You’ll need to take two measures at home to determine your band size and cup size: across your back across your nipples for the former and beneath your bust for the latter. The difference will be deducted next. You will be a 32C, for instance, if your bust is 35 inches and your underbust (or rib cage) is 32 inches.

This is because 35 less 32 equals 3, and the letter “C” in the alphabet is associated with the number 3.

Round Up If You Have Two Different-Sized Breasts:

One breast is larger than the other is completely natural and extremely frequent. If the discrepancy is big enough to make bra shopping even trickier than it already is. If you’d like, you can level out the appearance by wearing a bra cutlet on the smaller breast or purchasing a bra with detachable cups so you can remove the larger ones.

If The Bra Straps Are Pressing On Your Shoulders, Your Cups Can Be Too Small:

You might need to pull the straps taut to keep your breasts in check if they are protruding past the cup’s edges and adding a lot of extra weight to them. In either case, bigger cups would likely help your shoulders.

If your band is too loose and your straps are doing all the effort, they may be digging into your shoulders. Look in the mirror behind you. If your straps are squeezed so tightly that they are pulling your strap up, it is likely either too wide or too stretched out to function properly.

The Band Shouldn’t Be Too Loose Or Suffocating:

Your finger should fit with only a slight amount of stretch around your back and the strap when you have the proper band size. If your breast tissue is being compressed or dug into by the underwire, the bra band is too small. But when it comes to support, looser is not better—at least not for bras.

Since the band does the majority of the holding-up of breasts, having an unfastened band that rides up across your shoulder blades won’t give you the amount of support you need and will ultimately make you less comfortable.

Different Bra Designs And Materials Have Various Functions:

Your outfit should go well with the bra alternatives you have. Styles that can take you from day to night while still being adaptable are what you need. Additionally, you need several bras to avoid wearing out one of them too quickly. Everyone ought to possess at the very least, according to the specialists I spoke with.

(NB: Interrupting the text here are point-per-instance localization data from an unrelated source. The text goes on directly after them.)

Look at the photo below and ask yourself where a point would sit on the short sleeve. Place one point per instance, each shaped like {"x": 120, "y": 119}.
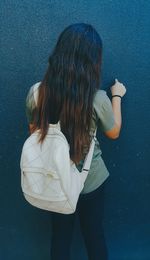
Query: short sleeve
{"x": 31, "y": 103}
{"x": 103, "y": 110}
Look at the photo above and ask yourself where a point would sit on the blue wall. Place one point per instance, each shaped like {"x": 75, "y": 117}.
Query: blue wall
{"x": 29, "y": 30}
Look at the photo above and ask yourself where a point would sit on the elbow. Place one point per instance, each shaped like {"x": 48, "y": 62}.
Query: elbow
{"x": 114, "y": 133}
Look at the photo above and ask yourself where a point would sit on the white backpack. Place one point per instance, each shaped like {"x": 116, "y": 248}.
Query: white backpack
{"x": 49, "y": 179}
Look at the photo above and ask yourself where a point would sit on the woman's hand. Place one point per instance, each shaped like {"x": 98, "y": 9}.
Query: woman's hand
{"x": 118, "y": 89}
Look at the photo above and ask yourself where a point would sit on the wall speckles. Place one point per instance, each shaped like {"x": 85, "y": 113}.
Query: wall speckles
{"x": 28, "y": 33}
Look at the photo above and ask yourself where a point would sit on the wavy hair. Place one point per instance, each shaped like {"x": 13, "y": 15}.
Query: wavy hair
{"x": 67, "y": 90}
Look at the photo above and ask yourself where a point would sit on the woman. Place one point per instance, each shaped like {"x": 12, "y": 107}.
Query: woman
{"x": 70, "y": 93}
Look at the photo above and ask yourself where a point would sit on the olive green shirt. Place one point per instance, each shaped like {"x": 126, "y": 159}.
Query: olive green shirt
{"x": 103, "y": 118}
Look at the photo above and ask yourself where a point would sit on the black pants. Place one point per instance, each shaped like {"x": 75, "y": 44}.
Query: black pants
{"x": 90, "y": 210}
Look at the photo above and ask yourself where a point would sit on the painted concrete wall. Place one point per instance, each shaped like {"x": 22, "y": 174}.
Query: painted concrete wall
{"x": 28, "y": 32}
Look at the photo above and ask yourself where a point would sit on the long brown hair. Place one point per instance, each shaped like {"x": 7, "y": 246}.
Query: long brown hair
{"x": 67, "y": 90}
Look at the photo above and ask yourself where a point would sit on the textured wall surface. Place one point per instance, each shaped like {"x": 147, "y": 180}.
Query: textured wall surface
{"x": 28, "y": 32}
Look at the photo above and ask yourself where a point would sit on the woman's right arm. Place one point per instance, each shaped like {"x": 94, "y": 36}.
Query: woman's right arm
{"x": 118, "y": 90}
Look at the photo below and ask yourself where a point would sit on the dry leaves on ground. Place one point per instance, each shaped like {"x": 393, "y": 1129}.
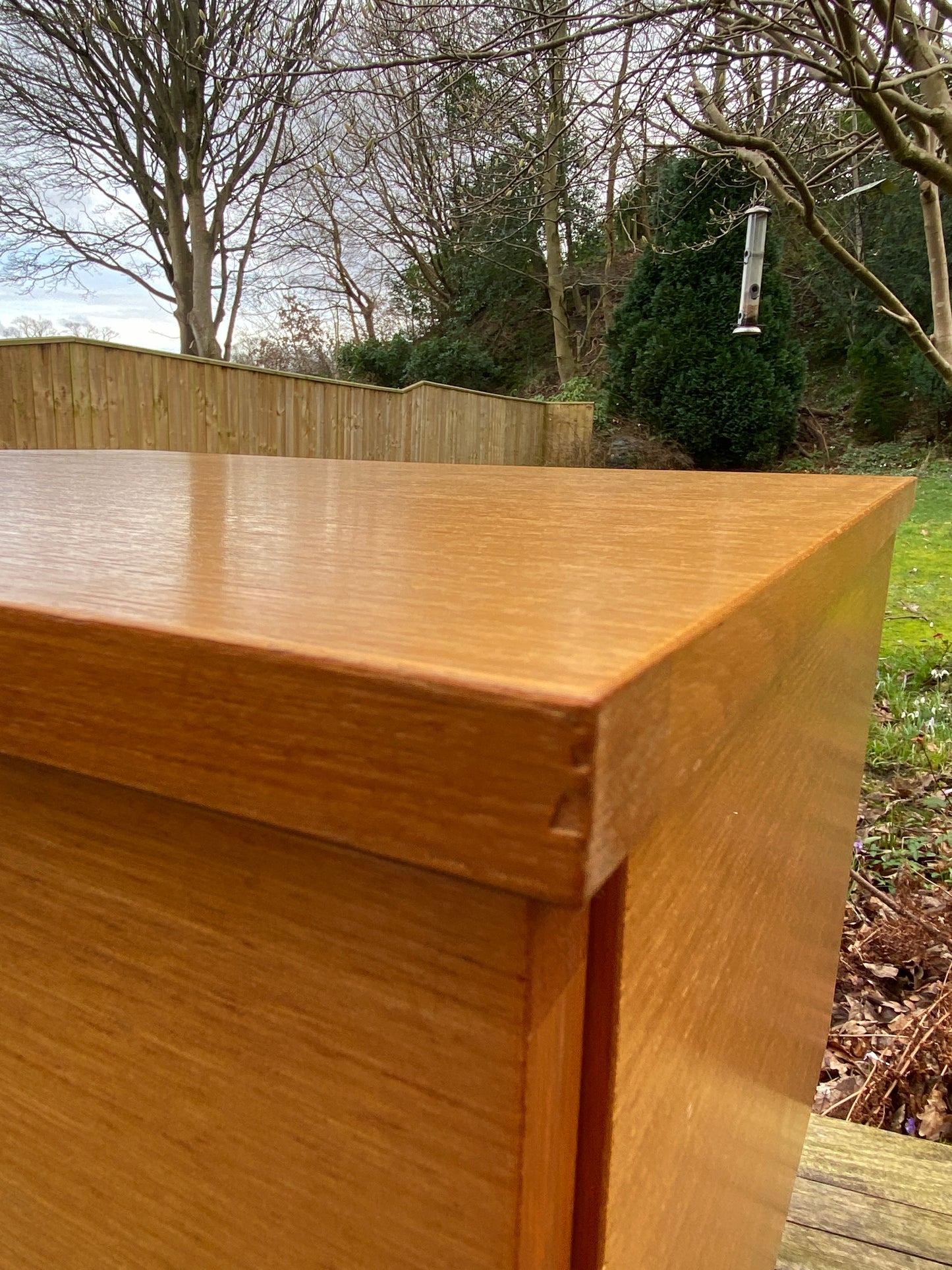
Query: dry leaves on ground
{"x": 889, "y": 1054}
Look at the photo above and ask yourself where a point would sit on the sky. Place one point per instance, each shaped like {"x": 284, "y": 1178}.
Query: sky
{"x": 112, "y": 301}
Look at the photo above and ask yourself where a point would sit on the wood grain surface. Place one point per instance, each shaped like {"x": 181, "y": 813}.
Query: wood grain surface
{"x": 501, "y": 674}
{"x": 733, "y": 904}
{"x": 883, "y": 1165}
{"x": 868, "y": 1200}
{"x": 224, "y": 1045}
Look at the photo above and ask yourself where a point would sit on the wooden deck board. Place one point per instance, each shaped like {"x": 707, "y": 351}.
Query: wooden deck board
{"x": 868, "y": 1200}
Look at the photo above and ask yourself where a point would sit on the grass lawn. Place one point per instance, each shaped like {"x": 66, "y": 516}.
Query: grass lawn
{"x": 907, "y": 813}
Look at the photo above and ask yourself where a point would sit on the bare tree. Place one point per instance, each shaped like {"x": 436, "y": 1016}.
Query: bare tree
{"x": 804, "y": 92}
{"x": 148, "y": 136}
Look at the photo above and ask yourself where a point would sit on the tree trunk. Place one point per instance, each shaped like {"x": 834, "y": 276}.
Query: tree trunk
{"x": 938, "y": 266}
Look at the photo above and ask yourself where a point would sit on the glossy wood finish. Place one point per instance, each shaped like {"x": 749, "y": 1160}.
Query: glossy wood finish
{"x": 501, "y": 674}
{"x": 82, "y": 394}
{"x": 729, "y": 938}
{"x": 225, "y": 1045}
{"x": 541, "y": 685}
{"x": 868, "y": 1200}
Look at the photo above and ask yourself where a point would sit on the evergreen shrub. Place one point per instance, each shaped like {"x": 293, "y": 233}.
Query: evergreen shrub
{"x": 398, "y": 362}
{"x": 673, "y": 361}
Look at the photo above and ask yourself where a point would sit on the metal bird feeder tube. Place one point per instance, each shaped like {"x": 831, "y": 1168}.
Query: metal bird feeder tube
{"x": 753, "y": 271}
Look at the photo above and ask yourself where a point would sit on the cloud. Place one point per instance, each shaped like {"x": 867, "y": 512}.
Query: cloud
{"x": 109, "y": 300}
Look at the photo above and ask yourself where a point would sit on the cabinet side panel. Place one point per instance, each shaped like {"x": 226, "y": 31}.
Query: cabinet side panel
{"x": 553, "y": 1033}
{"x": 733, "y": 915}
{"x": 230, "y": 1045}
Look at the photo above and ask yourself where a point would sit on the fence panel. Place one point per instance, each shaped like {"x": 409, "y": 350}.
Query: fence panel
{"x": 71, "y": 393}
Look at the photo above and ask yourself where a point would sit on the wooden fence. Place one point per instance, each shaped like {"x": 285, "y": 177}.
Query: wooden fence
{"x": 82, "y": 394}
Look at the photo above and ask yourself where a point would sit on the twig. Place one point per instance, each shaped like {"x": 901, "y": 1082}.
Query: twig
{"x": 899, "y": 908}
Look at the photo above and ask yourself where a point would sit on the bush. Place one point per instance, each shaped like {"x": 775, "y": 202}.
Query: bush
{"x": 376, "y": 361}
{"x": 673, "y": 361}
{"x": 397, "y": 362}
{"x": 885, "y": 399}
{"x": 580, "y": 388}
{"x": 461, "y": 362}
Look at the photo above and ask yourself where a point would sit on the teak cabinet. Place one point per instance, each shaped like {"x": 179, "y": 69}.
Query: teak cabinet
{"x": 420, "y": 868}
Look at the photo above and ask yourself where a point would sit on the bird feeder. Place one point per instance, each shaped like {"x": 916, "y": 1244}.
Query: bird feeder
{"x": 753, "y": 271}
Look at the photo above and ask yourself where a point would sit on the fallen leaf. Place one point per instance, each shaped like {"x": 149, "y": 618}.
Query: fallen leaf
{"x": 882, "y": 972}
{"x": 835, "y": 1093}
{"x": 936, "y": 1122}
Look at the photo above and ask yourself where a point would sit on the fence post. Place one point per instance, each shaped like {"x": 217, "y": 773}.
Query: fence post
{"x": 568, "y": 441}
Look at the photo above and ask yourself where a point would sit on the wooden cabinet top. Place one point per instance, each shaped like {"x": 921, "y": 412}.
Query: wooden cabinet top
{"x": 450, "y": 664}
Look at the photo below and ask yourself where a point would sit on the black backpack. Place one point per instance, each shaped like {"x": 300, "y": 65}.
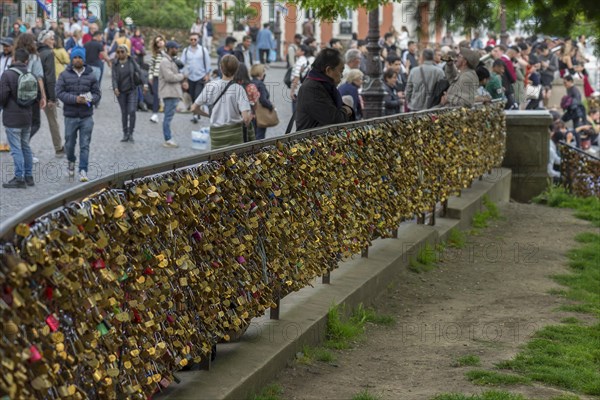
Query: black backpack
{"x": 27, "y": 88}
{"x": 287, "y": 79}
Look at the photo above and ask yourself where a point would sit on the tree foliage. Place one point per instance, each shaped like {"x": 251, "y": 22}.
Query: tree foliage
{"x": 156, "y": 13}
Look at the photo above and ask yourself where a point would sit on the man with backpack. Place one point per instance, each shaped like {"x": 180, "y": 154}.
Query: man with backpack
{"x": 18, "y": 92}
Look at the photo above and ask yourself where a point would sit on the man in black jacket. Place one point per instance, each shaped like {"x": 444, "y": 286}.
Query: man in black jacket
{"x": 46, "y": 39}
{"x": 77, "y": 87}
{"x": 17, "y": 120}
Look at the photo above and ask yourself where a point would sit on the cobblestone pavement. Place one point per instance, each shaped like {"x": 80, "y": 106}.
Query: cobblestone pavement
{"x": 108, "y": 155}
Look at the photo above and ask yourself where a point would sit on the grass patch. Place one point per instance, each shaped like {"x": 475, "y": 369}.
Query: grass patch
{"x": 311, "y": 354}
{"x": 491, "y": 212}
{"x": 587, "y": 208}
{"x": 482, "y": 378}
{"x": 487, "y": 395}
{"x": 425, "y": 261}
{"x": 456, "y": 239}
{"x": 567, "y": 356}
{"x": 341, "y": 331}
{"x": 467, "y": 361}
{"x": 570, "y": 320}
{"x": 365, "y": 395}
{"x": 269, "y": 392}
{"x": 362, "y": 315}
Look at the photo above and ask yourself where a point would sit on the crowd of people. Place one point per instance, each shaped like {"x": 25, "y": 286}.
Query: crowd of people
{"x": 325, "y": 82}
{"x": 520, "y": 72}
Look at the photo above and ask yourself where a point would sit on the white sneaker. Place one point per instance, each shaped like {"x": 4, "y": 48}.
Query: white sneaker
{"x": 170, "y": 143}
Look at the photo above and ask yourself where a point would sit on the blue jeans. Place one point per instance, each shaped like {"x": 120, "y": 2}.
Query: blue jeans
{"x": 84, "y": 126}
{"x": 128, "y": 105}
{"x": 169, "y": 111}
{"x": 18, "y": 139}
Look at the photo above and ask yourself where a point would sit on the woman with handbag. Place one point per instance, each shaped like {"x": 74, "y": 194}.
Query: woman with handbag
{"x": 126, "y": 77}
{"x": 263, "y": 107}
{"x": 241, "y": 78}
{"x": 137, "y": 46}
{"x": 229, "y": 106}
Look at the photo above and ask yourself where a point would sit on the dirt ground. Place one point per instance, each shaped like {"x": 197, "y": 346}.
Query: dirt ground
{"x": 485, "y": 300}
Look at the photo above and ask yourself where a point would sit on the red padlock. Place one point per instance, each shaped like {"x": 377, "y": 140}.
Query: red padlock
{"x": 52, "y": 322}
{"x": 35, "y": 354}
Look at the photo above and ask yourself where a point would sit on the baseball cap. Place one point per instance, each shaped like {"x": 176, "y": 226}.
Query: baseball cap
{"x": 471, "y": 56}
{"x": 171, "y": 44}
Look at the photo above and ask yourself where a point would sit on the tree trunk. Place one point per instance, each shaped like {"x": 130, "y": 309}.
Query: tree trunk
{"x": 373, "y": 92}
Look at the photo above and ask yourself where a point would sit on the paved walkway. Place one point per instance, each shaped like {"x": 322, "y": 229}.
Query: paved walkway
{"x": 108, "y": 155}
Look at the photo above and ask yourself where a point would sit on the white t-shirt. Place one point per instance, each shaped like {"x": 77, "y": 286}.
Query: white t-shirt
{"x": 228, "y": 110}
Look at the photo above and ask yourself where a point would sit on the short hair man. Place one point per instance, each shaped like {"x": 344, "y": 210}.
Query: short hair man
{"x": 463, "y": 89}
{"x": 171, "y": 83}
{"x": 78, "y": 89}
{"x": 421, "y": 82}
{"x": 197, "y": 69}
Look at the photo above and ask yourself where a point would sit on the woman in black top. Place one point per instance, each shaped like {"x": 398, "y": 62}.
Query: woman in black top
{"x": 126, "y": 78}
{"x": 391, "y": 99}
{"x": 258, "y": 76}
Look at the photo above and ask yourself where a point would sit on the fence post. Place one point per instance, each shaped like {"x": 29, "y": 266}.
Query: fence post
{"x": 274, "y": 312}
{"x": 444, "y": 208}
{"x": 432, "y": 218}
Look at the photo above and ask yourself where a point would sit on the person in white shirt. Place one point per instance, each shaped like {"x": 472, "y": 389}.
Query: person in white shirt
{"x": 304, "y": 59}
{"x": 196, "y": 61}
{"x": 230, "y": 106}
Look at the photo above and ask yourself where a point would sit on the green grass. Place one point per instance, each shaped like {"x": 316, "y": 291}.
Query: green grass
{"x": 495, "y": 395}
{"x": 365, "y": 395}
{"x": 269, "y": 392}
{"x": 467, "y": 361}
{"x": 586, "y": 208}
{"x": 425, "y": 261}
{"x": 311, "y": 354}
{"x": 362, "y": 315}
{"x": 487, "y": 395}
{"x": 491, "y": 212}
{"x": 483, "y": 378}
{"x": 456, "y": 239}
{"x": 342, "y": 331}
{"x": 568, "y": 355}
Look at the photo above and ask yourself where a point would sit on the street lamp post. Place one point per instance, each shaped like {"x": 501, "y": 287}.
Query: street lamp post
{"x": 373, "y": 92}
{"x": 277, "y": 32}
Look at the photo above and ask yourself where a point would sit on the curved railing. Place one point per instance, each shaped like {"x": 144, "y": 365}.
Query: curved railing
{"x": 580, "y": 171}
{"x": 111, "y": 287}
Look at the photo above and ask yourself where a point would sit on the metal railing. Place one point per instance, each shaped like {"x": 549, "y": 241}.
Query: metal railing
{"x": 118, "y": 180}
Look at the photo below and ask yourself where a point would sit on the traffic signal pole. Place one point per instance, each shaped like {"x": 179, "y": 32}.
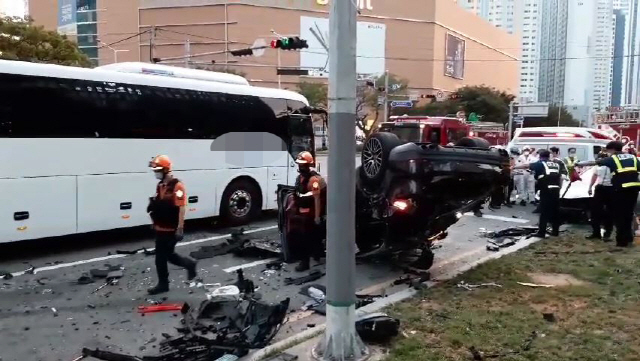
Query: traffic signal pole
{"x": 341, "y": 342}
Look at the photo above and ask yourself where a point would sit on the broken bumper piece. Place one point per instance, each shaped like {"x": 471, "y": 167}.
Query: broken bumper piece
{"x": 217, "y": 328}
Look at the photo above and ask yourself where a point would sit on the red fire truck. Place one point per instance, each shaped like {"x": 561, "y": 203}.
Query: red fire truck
{"x": 443, "y": 130}
{"x": 621, "y": 123}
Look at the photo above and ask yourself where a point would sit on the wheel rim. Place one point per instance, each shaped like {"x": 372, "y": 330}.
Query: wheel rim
{"x": 240, "y": 203}
{"x": 372, "y": 157}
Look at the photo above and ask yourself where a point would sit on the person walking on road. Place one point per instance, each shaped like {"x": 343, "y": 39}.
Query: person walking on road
{"x": 167, "y": 210}
{"x": 310, "y": 201}
{"x": 525, "y": 183}
{"x": 547, "y": 173}
{"x": 624, "y": 179}
{"x": 601, "y": 206}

-Two traditional-style bras, such as a smooth T-shirt bra in a colour that matches your complexion or in black, which would cover roughly 70 to 80 per cent of your closet.

A sports bra that doesn’t hinder your performance while exercising but reduces bounce. For high-impact exercises like running as opposed to yoga or Pilates, you might desire several bras with varying levels of support. (Plus, if you work out frequently, you’ll want several so you don’t have to keep washing them.)

-A convertible bra for tops with “unusual” necklines and for formal occasions that can be strapless, racerback, halter, or crisscross.

-A travel or lounge-friendly bralette or bra with no underwire. Just make sure the straps are adjustable so you can obtain the perfect fit.

Final Thoughts:

A good, basic bra ought to last approximately a year, depending on how well you take care of them (never put them in the dryer!) and how many you have in rotation. Wearing a different bra every day can prevent the bands from stretching out too soon, as will washing them gently by hand after three to four years. The band crawling up your back is a clue that it’s time to shop for a bra, but no matter what you do, you’ll eventually have to say goodbye, so be alert for any other warning signals.